Same Lawyers, Same Strategy

Six losses. Pending cases built on theories the courts have already rejected. Goot appears in two cases. Arnold Bloch Leibler—whose senior partner Mark Leibler AC is also National Chairman of AIJAC—runs another. Butt appears in the university cases. Separate organisations. Same handful of lawyers.

What Drives Antisemitism

Antisemitism isn’t driven by speech. It’s driven by war. Every country experienced spikes after October 7, regardless of advocacy strategy. UK: 589%. Canada: 670%. Australia: 316%. The pattern is global. When violence escalates in Gaza, antisemitism rises everywhere.

And by insisting that Israel represents all Jews, the lobby ensures that when Israel is condemned, Jews everywhere are blamed. The conflation is the danger. They created it. They enforce it. Jewish Australians pay for it.

The Infrastructure

AIJAC has taken over 500 Australian politicians, journalists, and public servants on sponsored trips to Israel since 2002. Jillian Segal recommended defunding universities and terminating public servants for pro-Palestine views. Her husband’s trust donated $50,000 to Advance Australia two weeks before her appointment.

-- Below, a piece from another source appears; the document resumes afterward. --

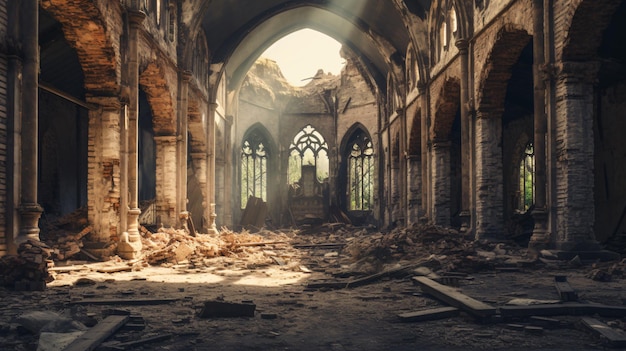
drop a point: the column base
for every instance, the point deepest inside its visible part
(29, 223)
(212, 226)
(128, 250)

She didn’t disclose it. ECAJ won’t disclose its own membership numbers but dismissed the Jewish Council of Australia—over 1,000 members who say “Jewish safety is not at odds with Palestinian freedom”—as a “far-left micro-group.”

Despite this, 3,716 antisemitic incidents in two years. Synagogues attacked. Fifteen murdered at Bondi. Their response: ban protest slogans. Lawfare against journalists.

• • •

Australia has navigated existential challenges before without importing foreign ideological frameworks to do it. The Communist Party dissolution case, where the High Court told Menzies that even Cold War fears don’t justify banning political parties. Native title, where the country confronted 200 years of dispossession through law, not suppression. Port Arthur, where 35 people died and the gun laws changed in twelve days. Each time, the institutions held because Australians trusted the process—not because lobby groups rewrote the rules.

And when it mattered, Australians looked after each other. After the Lindt Cafe siege, #IllRideWithYou trended worldwide—ordinary people offering to sit with Muslim commuters so they wouldn’t travel alone. In the Black Summer fires, volunteer firefighters left their own homes burning to defend their neighbours’. In Lismore, tinnies turned up before the SES did.

None of that required a $91 million Royal Commission. None of it required speech bans, suppression orders, or lawfare.

Foreign wars and theological debates about Zionism do not need to infect that process.

So who is this strategy actually for?